Final answer:
To find the maximum rate of change of f at the given point (3, 9), we need to calculate the gradient of the function at that point. The gradient is (-15, 30), which represents the direction in which the maximum rate of change occurs. The maximum rate of change is approximately 33.54 and the direction is (-0.447, 0.894).
Step-by-step explanation:
To find the maximum rate of change of f at a given point, we need to calculate the gradient of the function at that point. The gradient of a function represents the rate of change of the function with respect to its variables. In this case, we have the function f(x, y) = 5y²/x. To calculate the partial derivatives, we differentiate the function with respect to x and y separately.
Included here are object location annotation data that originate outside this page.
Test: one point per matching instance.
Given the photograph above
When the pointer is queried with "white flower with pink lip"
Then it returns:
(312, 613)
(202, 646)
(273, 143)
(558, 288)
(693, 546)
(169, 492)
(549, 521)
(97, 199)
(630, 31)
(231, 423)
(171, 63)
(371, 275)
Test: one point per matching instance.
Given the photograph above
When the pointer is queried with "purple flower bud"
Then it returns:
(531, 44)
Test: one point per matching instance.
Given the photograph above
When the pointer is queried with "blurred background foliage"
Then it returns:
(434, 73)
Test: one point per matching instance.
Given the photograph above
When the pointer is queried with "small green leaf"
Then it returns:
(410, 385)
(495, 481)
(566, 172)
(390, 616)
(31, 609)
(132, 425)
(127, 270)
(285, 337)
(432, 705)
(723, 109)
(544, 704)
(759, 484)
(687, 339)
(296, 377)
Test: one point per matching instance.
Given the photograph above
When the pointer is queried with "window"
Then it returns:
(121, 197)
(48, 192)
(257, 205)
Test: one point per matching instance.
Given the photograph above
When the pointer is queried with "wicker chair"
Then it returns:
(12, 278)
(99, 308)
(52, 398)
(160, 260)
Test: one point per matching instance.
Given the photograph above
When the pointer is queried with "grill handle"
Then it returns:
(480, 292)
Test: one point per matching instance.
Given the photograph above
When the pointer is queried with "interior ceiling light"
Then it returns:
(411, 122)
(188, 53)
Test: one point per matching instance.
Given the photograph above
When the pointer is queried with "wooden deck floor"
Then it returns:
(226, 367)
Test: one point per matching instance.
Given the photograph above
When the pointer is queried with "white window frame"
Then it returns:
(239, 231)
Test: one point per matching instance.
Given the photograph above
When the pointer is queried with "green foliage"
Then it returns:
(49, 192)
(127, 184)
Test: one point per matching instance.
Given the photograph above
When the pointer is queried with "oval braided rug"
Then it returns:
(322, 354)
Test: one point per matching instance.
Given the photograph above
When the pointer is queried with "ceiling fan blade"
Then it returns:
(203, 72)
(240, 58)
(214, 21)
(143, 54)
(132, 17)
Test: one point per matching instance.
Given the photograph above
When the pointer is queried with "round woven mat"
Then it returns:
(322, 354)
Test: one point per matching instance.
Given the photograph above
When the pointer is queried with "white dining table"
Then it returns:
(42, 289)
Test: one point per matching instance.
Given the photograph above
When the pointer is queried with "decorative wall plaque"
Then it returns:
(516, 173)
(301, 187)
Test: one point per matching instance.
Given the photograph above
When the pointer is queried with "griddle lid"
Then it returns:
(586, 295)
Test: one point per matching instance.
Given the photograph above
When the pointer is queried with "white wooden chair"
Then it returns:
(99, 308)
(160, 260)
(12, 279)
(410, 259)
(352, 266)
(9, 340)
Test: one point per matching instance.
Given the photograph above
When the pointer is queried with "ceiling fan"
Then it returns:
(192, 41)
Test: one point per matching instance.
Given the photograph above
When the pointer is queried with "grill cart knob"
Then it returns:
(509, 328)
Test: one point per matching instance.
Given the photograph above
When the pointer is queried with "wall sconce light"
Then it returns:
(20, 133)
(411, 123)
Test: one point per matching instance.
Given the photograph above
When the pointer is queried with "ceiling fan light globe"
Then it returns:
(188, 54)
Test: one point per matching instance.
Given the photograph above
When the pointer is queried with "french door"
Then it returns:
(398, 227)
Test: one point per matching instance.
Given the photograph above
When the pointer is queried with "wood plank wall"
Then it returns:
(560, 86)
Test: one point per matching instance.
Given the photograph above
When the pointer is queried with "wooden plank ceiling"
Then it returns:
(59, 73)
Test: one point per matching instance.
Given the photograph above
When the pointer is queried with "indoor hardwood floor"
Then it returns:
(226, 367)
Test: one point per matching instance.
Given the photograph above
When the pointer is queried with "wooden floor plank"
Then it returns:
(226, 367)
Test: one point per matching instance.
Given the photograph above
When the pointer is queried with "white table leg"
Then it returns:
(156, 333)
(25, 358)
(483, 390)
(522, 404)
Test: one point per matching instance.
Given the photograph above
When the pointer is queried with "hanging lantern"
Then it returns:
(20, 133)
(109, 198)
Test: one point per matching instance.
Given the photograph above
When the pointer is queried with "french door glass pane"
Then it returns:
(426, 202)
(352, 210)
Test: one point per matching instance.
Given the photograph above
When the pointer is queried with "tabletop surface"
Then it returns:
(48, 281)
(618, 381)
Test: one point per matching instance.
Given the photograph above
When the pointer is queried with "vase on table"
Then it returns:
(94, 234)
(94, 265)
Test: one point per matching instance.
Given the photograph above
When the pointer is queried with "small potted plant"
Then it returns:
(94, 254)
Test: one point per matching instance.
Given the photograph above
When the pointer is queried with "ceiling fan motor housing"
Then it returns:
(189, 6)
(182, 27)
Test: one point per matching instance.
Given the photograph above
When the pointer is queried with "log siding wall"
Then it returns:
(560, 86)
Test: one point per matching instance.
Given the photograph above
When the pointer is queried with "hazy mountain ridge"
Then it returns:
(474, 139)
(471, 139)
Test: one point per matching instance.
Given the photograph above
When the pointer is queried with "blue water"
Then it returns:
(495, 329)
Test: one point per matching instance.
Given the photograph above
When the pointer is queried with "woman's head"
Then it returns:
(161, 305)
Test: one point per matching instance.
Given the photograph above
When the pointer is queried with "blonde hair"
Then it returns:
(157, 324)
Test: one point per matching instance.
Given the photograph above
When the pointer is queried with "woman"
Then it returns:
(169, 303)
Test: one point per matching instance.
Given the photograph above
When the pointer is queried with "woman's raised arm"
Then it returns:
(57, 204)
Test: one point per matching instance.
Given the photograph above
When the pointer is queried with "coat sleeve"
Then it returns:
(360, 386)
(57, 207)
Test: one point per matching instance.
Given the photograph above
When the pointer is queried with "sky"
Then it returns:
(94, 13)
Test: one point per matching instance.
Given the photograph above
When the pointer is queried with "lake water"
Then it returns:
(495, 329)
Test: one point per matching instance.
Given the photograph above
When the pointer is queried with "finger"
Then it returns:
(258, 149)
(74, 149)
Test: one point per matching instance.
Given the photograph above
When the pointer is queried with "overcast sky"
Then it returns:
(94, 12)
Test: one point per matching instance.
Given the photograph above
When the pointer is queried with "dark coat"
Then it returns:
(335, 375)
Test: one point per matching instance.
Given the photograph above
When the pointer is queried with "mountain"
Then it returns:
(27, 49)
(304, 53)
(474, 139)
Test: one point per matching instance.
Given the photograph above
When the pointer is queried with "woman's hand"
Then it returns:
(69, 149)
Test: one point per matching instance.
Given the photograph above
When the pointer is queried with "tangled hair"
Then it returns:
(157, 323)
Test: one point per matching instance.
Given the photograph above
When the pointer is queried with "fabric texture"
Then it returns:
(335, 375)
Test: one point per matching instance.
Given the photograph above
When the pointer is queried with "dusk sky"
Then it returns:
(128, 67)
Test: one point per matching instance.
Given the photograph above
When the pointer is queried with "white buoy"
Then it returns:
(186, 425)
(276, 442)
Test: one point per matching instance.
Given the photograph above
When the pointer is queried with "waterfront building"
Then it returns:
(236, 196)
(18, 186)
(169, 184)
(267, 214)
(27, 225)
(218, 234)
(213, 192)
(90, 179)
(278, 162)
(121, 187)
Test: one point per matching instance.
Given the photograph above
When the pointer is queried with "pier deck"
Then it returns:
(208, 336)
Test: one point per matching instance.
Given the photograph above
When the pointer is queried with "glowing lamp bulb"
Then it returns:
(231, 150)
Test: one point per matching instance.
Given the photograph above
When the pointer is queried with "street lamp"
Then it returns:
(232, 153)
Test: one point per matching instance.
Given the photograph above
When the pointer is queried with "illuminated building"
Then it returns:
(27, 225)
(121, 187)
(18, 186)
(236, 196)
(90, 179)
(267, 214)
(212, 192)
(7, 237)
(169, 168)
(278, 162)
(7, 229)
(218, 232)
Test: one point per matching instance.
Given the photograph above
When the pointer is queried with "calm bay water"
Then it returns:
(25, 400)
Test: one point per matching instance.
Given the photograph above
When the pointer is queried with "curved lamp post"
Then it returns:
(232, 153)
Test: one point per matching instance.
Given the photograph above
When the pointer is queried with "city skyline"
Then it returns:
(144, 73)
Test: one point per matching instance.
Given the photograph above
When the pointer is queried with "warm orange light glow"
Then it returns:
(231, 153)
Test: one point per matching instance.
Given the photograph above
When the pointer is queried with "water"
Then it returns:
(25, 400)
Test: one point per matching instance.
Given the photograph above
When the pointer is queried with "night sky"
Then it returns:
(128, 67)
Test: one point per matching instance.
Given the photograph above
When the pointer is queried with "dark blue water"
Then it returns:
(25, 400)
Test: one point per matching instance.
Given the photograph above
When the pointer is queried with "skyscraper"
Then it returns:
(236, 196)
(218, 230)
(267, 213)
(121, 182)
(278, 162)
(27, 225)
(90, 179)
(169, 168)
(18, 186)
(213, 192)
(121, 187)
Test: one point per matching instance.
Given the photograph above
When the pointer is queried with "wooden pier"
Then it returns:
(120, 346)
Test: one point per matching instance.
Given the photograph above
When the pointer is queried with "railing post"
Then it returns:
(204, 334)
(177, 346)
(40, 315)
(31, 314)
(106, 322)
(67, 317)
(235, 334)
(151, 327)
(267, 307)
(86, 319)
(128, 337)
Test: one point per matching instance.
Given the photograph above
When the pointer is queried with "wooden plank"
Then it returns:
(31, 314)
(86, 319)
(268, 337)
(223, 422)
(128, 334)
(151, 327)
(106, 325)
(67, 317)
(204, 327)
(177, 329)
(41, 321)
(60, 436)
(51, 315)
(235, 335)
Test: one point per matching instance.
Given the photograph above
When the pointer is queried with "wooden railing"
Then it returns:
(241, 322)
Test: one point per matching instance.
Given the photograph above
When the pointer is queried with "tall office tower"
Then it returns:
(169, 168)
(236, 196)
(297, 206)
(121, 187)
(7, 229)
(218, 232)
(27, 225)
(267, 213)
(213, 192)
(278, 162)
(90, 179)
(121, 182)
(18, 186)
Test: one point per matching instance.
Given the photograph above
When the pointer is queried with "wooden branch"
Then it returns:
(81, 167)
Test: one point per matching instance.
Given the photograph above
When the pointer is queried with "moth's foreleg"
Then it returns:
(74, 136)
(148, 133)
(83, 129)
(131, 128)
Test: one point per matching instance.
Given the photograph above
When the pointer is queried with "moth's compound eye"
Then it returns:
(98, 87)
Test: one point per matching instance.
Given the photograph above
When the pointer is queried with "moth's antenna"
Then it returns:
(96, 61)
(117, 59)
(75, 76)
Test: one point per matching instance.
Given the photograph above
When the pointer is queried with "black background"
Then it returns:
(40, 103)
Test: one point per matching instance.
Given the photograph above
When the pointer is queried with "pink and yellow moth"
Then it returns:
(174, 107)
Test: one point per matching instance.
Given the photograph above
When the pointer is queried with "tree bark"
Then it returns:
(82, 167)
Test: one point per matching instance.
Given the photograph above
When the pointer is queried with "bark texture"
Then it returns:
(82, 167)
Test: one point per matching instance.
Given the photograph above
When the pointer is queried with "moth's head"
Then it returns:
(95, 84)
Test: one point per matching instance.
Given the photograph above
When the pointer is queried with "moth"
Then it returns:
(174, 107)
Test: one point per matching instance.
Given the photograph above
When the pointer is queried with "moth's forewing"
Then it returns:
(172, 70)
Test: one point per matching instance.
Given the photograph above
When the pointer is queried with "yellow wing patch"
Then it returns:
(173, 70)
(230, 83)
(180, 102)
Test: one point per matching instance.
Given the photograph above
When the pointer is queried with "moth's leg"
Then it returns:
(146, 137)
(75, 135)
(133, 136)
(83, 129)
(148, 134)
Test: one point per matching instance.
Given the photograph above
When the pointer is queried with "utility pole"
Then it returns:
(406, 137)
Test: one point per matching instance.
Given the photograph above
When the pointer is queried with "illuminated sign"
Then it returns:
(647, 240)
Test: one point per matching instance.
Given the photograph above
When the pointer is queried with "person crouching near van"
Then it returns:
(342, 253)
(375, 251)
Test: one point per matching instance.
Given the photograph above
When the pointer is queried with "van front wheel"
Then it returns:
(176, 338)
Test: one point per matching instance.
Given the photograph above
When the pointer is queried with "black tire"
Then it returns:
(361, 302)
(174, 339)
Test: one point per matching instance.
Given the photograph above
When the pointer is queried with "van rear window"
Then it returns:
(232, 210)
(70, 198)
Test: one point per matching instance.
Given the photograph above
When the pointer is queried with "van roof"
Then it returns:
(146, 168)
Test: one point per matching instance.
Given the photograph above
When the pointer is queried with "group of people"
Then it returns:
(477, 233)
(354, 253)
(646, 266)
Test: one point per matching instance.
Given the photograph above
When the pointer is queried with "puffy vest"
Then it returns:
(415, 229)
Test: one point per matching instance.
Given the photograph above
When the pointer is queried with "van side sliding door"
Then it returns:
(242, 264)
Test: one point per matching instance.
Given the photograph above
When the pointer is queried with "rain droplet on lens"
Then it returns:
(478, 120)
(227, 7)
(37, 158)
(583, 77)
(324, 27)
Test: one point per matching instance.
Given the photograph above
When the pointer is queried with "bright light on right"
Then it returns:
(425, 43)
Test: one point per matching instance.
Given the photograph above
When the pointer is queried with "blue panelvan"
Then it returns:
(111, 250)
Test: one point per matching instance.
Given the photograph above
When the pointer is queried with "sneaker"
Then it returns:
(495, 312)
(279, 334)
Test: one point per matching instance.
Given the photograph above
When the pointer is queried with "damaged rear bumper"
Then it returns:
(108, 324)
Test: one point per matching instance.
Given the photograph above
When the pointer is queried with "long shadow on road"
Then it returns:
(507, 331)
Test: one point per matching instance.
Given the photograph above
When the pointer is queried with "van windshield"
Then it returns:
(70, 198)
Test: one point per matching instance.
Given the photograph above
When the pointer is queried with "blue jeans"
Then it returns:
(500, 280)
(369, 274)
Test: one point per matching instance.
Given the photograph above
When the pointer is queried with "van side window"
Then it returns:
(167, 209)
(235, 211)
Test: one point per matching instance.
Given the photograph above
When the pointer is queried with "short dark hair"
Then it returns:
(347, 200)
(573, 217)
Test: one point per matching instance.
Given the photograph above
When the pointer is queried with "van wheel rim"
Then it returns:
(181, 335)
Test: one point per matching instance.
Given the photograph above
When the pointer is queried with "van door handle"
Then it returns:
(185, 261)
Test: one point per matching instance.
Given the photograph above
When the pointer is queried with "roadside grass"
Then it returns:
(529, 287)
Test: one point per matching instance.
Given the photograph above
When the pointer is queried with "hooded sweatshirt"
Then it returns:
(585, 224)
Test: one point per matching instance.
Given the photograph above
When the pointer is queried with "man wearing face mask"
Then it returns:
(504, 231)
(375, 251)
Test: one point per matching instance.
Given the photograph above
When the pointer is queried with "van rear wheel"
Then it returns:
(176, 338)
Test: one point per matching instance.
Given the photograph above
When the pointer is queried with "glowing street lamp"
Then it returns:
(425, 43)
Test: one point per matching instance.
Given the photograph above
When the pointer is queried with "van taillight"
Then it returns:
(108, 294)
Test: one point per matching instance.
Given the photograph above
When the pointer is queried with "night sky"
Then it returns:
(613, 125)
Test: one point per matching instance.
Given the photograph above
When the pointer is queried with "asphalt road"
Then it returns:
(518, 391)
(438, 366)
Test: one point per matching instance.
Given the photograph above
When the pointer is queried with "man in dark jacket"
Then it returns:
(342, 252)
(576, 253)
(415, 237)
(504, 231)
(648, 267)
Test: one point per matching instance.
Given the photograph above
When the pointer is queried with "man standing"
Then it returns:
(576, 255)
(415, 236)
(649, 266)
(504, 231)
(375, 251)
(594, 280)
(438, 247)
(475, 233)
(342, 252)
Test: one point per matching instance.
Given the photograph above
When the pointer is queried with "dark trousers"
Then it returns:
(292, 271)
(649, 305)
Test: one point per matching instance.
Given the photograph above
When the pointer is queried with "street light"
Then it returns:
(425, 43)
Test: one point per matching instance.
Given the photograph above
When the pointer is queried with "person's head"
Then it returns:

First, we find the partial derivative of f with respect to x:
∂f/∂x = -(5y²)/x²
Next, we find the partial derivative of f with respect to y:
∂f/∂y = 10y/x
Using these partial derivatives, we can find the gradient of f at the point (3, 9). Substituting x = 3 and y = 9 into the derivatives:
∂f/∂x = -(5(9)²)/(3)² = -135/9 = -15
∂f/∂y = 10(9)/(3) = 30
Therefore, the gradient of f at the point (3, 9) is (-15, 30). The maximum rate of change of f at this point is the magnitude of the gradient vector, which is √((-15)² + 30²) = √(225 + 900) = √1125 ≈ 33.54. The direction in which the maximum rate of change occurs is given by the direction vector of the gradient, which is (-15/33.54, 30/33.54) ≈ (-0.447, 0.894).